I'll have to ask Sam about this one.
I came across this description on Military.com on the origins of the name "Sapper"
"Sapper" got its designation from the 800-1500's engineers who constructed siege engines and dug tunnels on site using standing trees as their primary construction material... hence the oozing sap covered them regularly giving them a recognizable visual indicator of their specialty.
Here is another discription.
Dawn of the Army's Sappers
A SAPPER is "a soldier employed in working at saps, the building and repairing of fortifications, the execution of field-works, and the like." A 'SAP' is "the process of undermining a wall or defensive work,", "the process of constructing covered trenches in order to approach a besieged place without danger from the enemy's fire,", or "a covered trench made for the purpose of approaching a besieged place under the fire of the garrison."
Generals in the 16th century learned that trenches and tunnels dug towards the walls of an enemy's fortification could provide protection from defensive fire.
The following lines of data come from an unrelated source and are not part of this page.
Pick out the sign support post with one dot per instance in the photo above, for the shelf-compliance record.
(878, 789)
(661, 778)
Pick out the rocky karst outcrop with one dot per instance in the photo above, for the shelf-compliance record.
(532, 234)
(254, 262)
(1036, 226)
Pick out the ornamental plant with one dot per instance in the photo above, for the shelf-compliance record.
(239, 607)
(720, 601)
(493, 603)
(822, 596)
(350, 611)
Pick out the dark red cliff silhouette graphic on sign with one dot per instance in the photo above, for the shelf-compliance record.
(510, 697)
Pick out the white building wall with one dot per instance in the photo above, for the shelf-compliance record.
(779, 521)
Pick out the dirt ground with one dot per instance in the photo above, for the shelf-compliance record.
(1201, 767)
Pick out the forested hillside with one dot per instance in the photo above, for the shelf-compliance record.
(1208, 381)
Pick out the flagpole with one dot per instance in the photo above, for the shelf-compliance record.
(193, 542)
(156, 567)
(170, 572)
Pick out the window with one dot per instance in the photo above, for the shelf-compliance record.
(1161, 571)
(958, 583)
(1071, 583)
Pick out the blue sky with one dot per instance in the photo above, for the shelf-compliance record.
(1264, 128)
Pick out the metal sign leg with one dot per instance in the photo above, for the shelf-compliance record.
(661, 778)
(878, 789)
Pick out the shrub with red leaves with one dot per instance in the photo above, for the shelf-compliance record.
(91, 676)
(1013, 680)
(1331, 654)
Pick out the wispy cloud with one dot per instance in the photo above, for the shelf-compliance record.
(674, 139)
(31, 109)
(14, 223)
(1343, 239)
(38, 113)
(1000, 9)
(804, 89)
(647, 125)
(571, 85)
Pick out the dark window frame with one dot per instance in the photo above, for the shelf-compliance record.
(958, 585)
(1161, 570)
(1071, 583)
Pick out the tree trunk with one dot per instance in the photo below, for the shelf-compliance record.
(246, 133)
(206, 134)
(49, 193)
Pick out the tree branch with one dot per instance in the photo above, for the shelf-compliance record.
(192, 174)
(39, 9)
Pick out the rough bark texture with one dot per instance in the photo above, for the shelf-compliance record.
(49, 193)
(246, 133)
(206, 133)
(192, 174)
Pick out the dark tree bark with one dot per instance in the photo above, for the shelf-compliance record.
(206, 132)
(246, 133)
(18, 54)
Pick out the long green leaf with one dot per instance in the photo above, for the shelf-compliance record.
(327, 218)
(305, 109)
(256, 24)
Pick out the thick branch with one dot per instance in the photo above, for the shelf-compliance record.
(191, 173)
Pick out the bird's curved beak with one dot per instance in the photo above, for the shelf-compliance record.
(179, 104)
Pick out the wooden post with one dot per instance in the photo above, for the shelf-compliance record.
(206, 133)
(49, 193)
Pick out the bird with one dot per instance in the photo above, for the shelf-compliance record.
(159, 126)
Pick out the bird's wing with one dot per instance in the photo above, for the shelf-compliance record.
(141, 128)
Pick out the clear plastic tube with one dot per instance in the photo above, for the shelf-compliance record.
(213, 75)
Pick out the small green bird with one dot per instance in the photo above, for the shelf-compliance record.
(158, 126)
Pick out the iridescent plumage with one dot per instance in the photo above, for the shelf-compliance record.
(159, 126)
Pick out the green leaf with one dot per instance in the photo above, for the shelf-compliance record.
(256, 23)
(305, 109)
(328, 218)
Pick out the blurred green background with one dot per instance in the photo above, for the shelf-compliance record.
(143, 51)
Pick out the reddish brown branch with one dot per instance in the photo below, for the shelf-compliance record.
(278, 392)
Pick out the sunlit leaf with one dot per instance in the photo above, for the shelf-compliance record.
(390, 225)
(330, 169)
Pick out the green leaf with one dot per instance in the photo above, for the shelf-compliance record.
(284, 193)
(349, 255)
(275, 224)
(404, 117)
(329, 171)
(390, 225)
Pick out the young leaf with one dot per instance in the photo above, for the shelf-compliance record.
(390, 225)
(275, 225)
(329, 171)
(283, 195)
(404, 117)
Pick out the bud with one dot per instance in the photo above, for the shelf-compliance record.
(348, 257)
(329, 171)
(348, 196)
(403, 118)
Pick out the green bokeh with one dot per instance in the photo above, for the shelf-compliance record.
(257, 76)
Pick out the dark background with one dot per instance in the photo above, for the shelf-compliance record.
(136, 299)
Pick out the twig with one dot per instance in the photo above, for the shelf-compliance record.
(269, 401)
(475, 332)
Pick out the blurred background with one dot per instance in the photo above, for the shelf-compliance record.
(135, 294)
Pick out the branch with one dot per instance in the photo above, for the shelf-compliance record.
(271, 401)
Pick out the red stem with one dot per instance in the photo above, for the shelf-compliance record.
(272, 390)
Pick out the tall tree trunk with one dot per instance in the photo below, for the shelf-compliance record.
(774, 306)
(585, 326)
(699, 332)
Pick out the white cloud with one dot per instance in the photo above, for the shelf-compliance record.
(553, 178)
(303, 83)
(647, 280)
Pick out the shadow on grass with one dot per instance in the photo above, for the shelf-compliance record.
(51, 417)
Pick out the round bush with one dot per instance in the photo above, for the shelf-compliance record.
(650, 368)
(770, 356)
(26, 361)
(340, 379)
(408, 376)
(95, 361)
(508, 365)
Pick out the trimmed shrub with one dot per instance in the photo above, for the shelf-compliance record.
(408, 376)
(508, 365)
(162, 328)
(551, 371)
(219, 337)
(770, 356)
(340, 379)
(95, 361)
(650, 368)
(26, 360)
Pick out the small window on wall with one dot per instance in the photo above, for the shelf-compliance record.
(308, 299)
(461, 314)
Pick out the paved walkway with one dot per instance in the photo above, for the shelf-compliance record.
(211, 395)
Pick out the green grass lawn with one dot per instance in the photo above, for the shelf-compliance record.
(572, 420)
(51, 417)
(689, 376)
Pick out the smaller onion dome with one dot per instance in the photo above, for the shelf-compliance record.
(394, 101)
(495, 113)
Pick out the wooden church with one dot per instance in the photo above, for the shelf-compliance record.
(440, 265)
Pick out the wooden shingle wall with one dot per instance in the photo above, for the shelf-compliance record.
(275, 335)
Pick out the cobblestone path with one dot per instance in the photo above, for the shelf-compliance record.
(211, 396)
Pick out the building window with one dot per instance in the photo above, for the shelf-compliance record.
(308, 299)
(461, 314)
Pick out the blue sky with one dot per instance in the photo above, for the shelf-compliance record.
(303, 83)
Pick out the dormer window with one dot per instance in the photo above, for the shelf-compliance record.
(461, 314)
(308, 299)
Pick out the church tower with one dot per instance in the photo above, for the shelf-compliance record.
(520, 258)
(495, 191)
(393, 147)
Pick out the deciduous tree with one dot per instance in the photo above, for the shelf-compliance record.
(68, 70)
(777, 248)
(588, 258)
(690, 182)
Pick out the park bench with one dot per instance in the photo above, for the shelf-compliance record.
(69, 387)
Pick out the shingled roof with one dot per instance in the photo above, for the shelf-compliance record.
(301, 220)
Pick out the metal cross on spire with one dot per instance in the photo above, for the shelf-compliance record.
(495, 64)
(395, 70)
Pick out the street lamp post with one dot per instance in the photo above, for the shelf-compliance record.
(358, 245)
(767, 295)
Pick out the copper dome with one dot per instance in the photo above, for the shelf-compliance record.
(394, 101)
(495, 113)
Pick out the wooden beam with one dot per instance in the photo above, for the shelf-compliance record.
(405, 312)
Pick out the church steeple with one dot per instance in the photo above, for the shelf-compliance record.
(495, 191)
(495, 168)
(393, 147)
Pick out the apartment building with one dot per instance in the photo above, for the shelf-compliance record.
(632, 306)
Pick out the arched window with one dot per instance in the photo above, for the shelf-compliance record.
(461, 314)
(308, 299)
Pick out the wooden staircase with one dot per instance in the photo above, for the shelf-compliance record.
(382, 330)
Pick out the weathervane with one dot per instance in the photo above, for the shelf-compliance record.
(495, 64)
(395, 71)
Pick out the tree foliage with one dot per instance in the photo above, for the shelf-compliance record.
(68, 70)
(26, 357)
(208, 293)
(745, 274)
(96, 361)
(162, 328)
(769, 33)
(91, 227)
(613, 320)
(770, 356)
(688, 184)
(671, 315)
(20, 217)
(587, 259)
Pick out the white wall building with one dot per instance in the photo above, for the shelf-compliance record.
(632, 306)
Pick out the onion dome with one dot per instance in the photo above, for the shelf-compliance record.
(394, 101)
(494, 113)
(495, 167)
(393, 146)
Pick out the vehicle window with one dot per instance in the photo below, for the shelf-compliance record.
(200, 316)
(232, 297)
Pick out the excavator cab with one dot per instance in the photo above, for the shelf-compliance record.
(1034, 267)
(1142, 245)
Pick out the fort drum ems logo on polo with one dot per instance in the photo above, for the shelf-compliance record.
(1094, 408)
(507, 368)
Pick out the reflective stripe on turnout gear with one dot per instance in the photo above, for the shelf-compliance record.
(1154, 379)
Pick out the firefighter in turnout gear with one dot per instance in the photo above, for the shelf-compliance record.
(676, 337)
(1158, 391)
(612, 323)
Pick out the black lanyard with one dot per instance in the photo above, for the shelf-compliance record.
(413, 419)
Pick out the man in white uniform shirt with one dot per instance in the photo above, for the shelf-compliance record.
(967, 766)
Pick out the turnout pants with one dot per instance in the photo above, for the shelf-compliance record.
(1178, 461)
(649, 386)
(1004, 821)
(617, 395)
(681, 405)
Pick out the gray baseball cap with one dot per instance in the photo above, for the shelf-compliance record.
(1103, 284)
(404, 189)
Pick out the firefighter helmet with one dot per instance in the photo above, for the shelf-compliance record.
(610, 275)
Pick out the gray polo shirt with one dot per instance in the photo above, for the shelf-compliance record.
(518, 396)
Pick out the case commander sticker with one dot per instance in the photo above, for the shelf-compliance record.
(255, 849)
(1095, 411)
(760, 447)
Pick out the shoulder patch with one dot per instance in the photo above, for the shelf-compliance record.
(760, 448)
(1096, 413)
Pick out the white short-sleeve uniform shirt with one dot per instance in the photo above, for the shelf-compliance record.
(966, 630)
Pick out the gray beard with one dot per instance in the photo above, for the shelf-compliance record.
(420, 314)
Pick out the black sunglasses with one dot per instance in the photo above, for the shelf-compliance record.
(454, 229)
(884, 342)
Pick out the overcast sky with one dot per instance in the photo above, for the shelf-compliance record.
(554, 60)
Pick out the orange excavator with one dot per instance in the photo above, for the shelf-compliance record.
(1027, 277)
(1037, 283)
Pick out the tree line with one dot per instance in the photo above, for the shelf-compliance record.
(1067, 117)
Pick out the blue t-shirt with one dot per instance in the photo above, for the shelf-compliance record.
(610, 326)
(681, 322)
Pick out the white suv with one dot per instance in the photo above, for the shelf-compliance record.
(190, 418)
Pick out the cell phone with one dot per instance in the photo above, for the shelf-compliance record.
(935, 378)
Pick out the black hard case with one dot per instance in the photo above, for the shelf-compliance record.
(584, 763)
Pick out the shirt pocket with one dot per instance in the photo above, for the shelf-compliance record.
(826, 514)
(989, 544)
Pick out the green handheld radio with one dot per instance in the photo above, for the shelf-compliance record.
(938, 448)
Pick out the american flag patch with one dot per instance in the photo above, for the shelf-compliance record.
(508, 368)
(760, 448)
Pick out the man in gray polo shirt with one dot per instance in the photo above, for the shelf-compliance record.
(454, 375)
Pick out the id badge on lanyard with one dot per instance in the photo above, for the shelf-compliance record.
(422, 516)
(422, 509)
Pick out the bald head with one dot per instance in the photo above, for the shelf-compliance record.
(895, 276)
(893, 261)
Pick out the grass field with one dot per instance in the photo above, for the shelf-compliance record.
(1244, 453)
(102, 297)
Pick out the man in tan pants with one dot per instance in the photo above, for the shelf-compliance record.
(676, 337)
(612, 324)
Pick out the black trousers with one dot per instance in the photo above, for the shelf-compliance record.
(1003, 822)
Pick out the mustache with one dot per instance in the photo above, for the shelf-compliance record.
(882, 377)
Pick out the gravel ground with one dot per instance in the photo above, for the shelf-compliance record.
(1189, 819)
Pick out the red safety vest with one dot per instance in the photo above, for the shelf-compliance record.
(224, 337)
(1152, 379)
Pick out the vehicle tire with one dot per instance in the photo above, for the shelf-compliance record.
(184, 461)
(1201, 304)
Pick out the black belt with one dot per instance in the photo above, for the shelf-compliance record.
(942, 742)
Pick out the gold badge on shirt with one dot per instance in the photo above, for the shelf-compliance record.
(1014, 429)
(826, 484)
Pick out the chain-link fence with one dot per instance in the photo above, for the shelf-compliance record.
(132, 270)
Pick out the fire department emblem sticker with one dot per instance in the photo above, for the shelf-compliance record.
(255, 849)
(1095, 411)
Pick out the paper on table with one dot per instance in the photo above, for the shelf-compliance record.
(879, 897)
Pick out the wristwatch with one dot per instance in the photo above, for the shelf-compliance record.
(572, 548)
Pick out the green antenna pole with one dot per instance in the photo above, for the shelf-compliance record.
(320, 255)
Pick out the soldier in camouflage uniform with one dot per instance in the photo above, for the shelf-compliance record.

Either large guns or explosive charges could then be employed at close range to breach the defenses and cause a climactic and decisive end to the battle. Technological advances allowed the development of these heavy bronze and cast-iron artillery pieces which the generals moved into postion under cover of the trenches. The trenches were dug with a small hook shaped spade which was called in French a "sapier" and when these trenches were used for the attackers advance, they were called sap trenches, or "saps". The men who dug these "saps" were affectionately called SAPPERS; and a legacy was born. The SAPPERS who were called upon to place explosive charges under the enemy's fortifications were called MINERS.
Desiring soldiers in the Continental Army who were skilled in such fashion, The Corps of Sappers and Miners were created by a General Order of none other than General George Washington on the Second of August, 1779. The SAPPERS and MINERS, having already been formed into companies the previous Summer were already receiving their introduction to the Sapper Guild. They were an Elite group and as they are today, they were placed under the direction of the Corps of Engineers. Their purpose for existance was to prepare defenses and attack and break through enemy defenses.
The SAPPERS of the Continental Army were the first troops into the British lines at the decisive battle of the American Revolution;The Battle of Yorktown in October 1781. At Yorktown, the SAPPERS assembled fortification materials, erected gun platforms, transported cannons and ammunition, and cleared the way in their customary manner for their Infantry brothers in the classic assault on Redoubt Number 10. This victory would not have been brought home had it not been for the SAPPERS; and there would have been no United States of America.